通称「スペイン風邪(Spanish Flu)」の第一波は1918年3月頃にやって来た。発生源は米国とされている。米国が第一次世界大戦に参戦し、大量の兵士がヨーロッパに渡ったことで、北半球を中心に爆発的に拡大した。参戦各国は軍が情報を統制していたが、中立国だったスペインが最初に感染情報を発信してしまった。そのため、発生源でもないのにこのインフルエンザは「スペイン風邪」と呼ばれた。

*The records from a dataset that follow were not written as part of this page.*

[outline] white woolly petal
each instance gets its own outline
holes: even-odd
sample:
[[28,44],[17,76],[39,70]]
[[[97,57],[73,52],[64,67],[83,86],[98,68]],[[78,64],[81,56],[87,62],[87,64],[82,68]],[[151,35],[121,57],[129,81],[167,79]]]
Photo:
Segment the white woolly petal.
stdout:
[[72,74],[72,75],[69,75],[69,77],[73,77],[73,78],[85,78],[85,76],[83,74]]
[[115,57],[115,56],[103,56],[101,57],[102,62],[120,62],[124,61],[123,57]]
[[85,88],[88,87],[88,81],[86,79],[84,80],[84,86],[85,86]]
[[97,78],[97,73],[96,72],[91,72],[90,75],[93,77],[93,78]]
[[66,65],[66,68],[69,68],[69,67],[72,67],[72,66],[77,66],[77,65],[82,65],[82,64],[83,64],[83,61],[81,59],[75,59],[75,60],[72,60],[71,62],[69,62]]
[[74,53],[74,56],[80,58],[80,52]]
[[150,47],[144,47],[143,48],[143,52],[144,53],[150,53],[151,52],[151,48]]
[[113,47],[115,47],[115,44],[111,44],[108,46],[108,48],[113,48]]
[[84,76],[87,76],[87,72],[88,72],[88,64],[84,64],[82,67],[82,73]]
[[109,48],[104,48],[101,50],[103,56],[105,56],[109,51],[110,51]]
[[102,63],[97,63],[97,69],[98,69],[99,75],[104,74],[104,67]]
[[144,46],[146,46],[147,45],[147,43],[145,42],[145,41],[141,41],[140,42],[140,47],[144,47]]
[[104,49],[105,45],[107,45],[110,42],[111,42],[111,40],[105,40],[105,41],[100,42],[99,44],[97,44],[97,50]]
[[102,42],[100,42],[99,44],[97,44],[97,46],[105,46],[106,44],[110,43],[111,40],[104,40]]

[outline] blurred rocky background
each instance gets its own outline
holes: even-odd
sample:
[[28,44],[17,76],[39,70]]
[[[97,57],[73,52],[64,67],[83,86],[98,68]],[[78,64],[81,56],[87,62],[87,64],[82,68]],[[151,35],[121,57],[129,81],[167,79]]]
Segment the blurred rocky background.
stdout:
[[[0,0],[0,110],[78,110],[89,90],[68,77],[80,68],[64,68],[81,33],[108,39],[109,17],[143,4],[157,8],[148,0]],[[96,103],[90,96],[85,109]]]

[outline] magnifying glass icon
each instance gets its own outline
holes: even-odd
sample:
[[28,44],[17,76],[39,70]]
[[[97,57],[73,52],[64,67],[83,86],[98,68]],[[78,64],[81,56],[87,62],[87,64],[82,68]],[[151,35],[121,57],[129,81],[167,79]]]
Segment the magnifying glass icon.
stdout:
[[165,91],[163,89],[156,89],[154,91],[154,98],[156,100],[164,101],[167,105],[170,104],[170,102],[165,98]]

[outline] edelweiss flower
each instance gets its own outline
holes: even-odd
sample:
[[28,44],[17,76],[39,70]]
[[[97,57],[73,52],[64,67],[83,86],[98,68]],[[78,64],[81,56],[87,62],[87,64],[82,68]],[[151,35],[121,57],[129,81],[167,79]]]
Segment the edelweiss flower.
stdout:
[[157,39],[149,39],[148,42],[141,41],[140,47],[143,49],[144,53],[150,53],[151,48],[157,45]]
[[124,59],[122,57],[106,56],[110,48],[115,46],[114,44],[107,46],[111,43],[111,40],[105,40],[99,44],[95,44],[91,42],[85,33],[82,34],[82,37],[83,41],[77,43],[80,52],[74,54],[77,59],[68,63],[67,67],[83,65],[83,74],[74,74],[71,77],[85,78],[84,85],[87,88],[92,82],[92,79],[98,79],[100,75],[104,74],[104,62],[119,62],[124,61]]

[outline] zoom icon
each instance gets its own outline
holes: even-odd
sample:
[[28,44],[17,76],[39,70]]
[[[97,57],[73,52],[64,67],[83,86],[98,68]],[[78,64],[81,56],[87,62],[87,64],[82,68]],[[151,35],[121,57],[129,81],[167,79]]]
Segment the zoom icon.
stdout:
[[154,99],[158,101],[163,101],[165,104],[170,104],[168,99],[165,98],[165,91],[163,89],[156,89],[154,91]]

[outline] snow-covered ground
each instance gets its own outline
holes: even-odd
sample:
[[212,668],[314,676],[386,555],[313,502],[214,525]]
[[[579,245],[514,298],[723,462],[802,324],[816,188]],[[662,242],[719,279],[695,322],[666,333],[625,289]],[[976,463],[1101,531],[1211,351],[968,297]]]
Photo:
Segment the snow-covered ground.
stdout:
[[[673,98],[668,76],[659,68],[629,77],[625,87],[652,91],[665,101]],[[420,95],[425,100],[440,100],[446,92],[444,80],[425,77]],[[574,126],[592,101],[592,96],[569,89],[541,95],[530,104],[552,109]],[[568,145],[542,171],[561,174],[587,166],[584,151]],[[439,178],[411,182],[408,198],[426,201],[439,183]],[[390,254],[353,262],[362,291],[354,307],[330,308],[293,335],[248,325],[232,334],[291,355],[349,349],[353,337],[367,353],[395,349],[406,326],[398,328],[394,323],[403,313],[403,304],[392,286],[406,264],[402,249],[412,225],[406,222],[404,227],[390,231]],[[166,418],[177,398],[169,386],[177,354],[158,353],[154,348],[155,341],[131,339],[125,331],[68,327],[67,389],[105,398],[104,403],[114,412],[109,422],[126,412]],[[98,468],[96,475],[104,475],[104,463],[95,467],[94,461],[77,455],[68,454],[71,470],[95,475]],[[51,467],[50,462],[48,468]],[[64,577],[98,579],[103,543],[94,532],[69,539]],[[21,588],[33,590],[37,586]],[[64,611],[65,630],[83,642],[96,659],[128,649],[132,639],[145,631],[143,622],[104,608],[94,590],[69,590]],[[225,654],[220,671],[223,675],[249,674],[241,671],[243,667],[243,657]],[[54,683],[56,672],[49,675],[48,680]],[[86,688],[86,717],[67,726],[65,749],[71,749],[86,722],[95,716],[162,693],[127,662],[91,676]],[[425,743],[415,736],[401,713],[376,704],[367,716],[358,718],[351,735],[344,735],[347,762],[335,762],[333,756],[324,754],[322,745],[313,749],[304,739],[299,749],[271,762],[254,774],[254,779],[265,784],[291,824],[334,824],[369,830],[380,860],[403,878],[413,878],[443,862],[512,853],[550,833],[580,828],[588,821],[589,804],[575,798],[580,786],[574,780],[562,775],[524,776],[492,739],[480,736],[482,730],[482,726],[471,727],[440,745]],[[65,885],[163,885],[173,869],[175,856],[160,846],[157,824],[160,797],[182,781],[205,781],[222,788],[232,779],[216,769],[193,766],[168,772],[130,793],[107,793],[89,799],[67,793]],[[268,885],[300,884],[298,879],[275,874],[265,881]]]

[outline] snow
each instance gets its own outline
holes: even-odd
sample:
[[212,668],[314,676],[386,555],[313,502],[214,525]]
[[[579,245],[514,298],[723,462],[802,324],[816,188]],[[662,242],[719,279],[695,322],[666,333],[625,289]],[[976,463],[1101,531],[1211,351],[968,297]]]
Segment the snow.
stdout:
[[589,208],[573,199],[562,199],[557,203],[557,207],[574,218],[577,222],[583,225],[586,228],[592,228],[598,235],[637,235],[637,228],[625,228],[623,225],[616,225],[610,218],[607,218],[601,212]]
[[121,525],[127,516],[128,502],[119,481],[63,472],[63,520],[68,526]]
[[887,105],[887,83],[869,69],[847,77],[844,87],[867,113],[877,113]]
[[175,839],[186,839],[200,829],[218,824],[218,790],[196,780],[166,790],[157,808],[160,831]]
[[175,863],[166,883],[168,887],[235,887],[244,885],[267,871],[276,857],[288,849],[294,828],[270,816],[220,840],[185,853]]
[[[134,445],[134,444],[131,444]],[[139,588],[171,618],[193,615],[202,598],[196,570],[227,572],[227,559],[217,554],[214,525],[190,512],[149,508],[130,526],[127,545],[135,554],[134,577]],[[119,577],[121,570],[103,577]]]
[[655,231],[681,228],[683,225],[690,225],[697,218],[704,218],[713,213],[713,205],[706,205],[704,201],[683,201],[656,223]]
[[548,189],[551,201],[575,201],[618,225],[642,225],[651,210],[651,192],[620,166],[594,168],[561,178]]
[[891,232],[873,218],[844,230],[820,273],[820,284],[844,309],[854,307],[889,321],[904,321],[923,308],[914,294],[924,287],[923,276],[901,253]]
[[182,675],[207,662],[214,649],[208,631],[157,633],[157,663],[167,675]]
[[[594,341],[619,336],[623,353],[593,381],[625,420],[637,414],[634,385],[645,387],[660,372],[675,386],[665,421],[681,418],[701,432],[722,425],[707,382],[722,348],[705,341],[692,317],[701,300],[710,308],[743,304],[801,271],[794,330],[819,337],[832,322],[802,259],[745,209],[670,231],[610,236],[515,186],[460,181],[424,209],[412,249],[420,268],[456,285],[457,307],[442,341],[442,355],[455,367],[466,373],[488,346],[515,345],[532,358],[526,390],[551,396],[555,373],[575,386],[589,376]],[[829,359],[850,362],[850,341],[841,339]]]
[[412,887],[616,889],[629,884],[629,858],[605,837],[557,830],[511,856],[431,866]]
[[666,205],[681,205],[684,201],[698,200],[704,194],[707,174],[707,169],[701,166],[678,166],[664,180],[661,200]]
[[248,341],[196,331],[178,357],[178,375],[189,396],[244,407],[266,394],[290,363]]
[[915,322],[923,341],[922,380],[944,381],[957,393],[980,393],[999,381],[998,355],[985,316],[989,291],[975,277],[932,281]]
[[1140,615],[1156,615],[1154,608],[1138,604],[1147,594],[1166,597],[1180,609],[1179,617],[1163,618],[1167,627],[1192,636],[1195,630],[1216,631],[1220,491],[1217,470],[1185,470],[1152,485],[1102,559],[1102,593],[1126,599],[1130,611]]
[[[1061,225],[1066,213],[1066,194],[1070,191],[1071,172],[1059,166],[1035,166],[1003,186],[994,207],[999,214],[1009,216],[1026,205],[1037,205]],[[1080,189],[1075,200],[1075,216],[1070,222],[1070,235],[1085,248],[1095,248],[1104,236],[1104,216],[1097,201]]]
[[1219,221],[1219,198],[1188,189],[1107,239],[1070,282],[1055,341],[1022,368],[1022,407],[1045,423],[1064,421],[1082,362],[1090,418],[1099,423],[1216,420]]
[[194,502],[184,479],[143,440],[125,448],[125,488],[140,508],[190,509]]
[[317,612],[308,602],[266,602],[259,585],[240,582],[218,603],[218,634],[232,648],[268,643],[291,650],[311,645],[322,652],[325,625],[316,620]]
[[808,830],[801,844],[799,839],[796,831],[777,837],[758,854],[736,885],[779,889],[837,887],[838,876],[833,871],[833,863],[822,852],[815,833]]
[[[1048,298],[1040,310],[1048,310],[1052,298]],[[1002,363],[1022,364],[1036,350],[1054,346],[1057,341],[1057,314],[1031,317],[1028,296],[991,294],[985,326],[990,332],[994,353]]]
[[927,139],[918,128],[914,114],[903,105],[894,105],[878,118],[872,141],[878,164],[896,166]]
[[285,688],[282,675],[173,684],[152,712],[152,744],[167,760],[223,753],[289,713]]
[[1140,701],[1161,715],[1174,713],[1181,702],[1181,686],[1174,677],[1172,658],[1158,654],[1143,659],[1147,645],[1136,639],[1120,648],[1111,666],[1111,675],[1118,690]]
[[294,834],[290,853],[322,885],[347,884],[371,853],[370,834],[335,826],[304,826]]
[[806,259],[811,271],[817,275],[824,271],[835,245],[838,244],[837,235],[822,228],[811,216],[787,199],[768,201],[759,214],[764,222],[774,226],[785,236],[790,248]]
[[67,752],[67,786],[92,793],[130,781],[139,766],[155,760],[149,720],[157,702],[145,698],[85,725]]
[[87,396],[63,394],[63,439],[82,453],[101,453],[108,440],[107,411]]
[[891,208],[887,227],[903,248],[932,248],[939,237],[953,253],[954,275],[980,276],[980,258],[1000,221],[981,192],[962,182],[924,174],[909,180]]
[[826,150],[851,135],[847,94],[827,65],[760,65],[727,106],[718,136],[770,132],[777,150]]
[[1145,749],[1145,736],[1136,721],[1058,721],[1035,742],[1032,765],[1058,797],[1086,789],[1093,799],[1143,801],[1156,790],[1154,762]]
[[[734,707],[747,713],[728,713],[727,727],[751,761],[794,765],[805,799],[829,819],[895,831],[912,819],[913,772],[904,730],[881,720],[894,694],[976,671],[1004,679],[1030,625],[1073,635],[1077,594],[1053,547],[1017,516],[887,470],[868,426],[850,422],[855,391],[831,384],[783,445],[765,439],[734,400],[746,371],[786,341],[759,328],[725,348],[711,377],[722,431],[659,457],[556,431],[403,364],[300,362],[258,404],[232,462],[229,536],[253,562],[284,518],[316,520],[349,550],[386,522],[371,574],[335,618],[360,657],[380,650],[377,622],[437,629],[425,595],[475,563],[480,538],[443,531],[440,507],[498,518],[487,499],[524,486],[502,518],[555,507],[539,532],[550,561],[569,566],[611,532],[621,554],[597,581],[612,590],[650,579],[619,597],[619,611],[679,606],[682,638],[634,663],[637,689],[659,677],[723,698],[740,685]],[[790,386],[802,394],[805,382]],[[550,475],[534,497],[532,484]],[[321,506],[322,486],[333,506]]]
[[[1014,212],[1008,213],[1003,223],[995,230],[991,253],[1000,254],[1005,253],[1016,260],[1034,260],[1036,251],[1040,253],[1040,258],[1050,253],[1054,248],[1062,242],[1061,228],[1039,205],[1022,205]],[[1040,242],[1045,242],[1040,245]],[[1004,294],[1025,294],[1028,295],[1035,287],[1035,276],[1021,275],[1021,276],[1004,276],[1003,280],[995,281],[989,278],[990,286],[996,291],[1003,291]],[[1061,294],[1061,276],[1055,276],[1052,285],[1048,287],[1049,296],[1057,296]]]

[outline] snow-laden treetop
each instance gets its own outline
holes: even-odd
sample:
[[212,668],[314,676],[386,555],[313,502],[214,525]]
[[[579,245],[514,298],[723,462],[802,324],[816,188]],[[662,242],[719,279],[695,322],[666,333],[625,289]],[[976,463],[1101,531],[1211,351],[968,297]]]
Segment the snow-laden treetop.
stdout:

スペイン風邪の第一波は、感染性は高かったものの致死性はそれほどでもなかった。春になって気温が上がると自然と収束した。しかし同年晩秋、第二波が襲った。それも致死率が10倍に強化していた。医師や看護師の多くが感染し、医療体制が崩壊した。通常のインフルエンザと異なり、15~35歳の若年層に死者が多くみられた。死亡例の99%が65歳以下だったという資料もある。これは後の研究で、1889年以降に生まれた人は、それ以前に流行した類似したインフルエンザの免疫を獲得していなかったためと言われている。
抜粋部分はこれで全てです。